Local build profiles use heuristics to choose a balanced set of options, and using a local build profile causes NIM to download the raw model weights and perform compilation on the local system. This can lead to longer startup times when deploying with a local build profile that has not been previously deployed and cached.

Optimization Targets

optimized profiles can have different optimization targets, catered to either minimize latency or maximize throughput. These engine profiles are tagged as latency and throughput respectively in the profile name and the model manifest file included with the NIM.

latency profiles are designed to minimize:

• Time to First Token (TTFT): The latency between the initial inference request to the model and the return of the first token.

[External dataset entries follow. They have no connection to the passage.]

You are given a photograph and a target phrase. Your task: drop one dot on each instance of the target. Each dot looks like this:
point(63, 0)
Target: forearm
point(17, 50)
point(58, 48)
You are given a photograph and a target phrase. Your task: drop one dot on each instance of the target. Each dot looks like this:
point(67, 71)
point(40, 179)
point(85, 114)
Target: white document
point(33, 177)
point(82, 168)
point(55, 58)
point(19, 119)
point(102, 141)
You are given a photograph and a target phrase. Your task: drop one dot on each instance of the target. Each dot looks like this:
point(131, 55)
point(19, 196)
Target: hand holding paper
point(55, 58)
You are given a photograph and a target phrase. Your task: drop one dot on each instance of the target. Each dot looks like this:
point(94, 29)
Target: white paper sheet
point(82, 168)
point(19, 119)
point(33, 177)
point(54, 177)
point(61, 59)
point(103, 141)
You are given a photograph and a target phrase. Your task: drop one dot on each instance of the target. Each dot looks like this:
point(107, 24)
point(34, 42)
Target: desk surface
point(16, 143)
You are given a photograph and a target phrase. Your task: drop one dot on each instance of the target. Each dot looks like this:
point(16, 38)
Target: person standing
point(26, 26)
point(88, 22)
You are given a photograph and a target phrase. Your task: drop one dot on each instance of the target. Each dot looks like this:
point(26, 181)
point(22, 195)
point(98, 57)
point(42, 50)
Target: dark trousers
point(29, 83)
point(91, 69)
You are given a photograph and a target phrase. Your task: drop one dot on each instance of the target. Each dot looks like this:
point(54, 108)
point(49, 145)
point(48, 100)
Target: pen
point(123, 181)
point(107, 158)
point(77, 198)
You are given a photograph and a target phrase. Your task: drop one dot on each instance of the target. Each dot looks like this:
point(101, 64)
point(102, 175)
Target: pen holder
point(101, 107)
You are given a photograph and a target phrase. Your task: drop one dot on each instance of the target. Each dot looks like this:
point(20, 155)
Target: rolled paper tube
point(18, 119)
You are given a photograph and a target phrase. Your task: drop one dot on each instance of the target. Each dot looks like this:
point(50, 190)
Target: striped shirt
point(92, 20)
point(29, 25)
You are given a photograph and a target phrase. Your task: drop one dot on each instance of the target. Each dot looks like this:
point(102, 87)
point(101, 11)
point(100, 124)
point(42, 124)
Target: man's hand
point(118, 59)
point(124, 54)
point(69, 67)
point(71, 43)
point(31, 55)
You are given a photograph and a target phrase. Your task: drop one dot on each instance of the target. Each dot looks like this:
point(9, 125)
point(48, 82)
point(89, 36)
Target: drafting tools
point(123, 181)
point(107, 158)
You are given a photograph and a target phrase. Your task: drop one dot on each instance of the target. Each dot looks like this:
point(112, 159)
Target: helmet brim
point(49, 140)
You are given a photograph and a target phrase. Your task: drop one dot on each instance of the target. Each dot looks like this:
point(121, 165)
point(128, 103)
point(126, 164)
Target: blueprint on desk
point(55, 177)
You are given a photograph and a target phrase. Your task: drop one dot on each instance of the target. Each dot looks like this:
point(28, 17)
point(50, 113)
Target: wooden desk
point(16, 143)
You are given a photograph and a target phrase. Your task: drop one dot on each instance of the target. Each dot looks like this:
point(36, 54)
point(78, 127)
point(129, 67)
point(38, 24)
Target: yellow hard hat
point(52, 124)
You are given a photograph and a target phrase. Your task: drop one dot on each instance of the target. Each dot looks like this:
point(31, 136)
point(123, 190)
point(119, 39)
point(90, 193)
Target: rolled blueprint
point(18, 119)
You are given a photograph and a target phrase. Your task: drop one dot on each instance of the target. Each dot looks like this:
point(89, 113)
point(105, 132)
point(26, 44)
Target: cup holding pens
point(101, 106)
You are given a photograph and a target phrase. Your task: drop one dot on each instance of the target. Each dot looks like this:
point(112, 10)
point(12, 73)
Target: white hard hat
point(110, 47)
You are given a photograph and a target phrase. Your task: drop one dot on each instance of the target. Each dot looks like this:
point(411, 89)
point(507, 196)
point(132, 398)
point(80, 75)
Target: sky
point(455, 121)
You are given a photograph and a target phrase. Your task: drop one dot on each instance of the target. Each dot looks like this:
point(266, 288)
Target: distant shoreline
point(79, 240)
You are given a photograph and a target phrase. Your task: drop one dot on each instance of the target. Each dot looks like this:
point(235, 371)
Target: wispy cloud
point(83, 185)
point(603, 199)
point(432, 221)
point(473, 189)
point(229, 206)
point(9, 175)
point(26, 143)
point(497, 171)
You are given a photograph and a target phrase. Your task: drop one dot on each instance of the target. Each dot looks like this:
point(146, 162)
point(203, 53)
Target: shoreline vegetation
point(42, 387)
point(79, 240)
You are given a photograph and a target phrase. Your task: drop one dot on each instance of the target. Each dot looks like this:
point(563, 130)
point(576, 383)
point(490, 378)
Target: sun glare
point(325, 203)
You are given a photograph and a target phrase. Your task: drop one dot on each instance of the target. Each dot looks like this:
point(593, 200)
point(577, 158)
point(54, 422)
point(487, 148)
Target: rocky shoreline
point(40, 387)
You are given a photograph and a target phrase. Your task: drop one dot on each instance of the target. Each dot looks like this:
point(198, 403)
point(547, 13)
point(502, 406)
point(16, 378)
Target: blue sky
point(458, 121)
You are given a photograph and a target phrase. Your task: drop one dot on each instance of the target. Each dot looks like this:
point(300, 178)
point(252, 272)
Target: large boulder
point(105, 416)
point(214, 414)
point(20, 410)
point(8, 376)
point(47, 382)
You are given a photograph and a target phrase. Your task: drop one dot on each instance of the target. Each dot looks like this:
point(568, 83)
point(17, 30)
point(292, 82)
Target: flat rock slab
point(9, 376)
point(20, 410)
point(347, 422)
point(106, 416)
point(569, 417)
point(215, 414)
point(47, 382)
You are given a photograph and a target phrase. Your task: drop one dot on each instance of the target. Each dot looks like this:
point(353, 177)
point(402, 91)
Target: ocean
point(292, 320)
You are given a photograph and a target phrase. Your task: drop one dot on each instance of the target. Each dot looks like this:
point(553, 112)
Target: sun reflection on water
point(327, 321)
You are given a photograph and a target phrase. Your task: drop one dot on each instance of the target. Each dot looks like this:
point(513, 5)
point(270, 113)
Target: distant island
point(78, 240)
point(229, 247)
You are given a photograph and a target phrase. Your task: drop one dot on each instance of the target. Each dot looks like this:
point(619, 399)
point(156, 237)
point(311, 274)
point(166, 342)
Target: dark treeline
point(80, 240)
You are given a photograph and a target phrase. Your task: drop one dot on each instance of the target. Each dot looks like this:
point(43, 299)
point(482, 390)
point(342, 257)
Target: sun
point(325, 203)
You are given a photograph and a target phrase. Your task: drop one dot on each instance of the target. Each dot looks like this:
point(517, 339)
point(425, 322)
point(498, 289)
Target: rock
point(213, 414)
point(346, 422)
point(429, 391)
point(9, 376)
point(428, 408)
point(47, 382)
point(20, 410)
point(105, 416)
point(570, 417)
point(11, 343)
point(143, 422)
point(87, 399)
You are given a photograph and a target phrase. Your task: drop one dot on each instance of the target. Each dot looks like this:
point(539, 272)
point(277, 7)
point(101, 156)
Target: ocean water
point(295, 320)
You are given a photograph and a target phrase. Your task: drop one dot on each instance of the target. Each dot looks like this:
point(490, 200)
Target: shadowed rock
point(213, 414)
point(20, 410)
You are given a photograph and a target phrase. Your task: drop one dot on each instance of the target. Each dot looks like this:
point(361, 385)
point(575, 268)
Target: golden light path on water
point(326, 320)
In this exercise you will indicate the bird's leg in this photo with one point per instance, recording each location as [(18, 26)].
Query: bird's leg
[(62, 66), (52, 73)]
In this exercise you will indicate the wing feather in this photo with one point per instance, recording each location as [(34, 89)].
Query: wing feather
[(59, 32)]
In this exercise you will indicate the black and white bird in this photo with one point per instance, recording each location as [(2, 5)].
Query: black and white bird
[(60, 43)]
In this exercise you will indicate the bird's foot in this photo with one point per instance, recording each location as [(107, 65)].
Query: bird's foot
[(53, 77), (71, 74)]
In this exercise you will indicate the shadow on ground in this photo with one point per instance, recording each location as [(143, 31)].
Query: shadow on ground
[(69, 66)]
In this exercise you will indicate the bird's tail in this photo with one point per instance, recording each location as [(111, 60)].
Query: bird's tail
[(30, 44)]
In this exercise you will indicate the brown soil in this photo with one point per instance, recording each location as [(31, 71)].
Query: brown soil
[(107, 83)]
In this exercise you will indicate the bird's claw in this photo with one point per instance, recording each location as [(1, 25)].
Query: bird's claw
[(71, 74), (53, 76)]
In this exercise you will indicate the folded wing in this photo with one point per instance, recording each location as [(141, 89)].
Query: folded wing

• Inter-Token Latency (ITL): The latency between each token after the first.

throughput profiles are designed to maximize:

• Total Throughput per GPU: The total number of tokens generated per second by the NIM, divided by the number of GPUs used.

While there can be many differences between the throughput and latency variants to meet these different criteria, one of the most significant is that throughput variants utilize the minimum number of GPUs required to host a model (typically constrained by memory utilization). Latency variants use additional GPUs to decrease request latency at the cost of decreased total throughput per GPU relative to the throughput variant.

Quantization

For some models and GPU configurations, quantized engines with reduced numerical precision are available. These can be identified by the numeric format included in the profile name. For example, fp8 is included in the name for models that have been quantized to 8-bit floating-point values as opposed to fp16 for non-quantized 16-bit floating-point values. All quantized engines are rigorously tested to meet the same accuracy criteria as the default fp16 engines. Because of this accuracy testing, and because quantization leads to reduced memory requirements and therefore significant improvements in both latency and throughput, fp8 models are chosen by default when available.

Currently, quantized profiles fall into the following categories:

• optimized

NIM currently supports fp8 quantization of HF and Nemotron models.

To deploy non-quantized fp16 engines, follow the Profile Selection steps.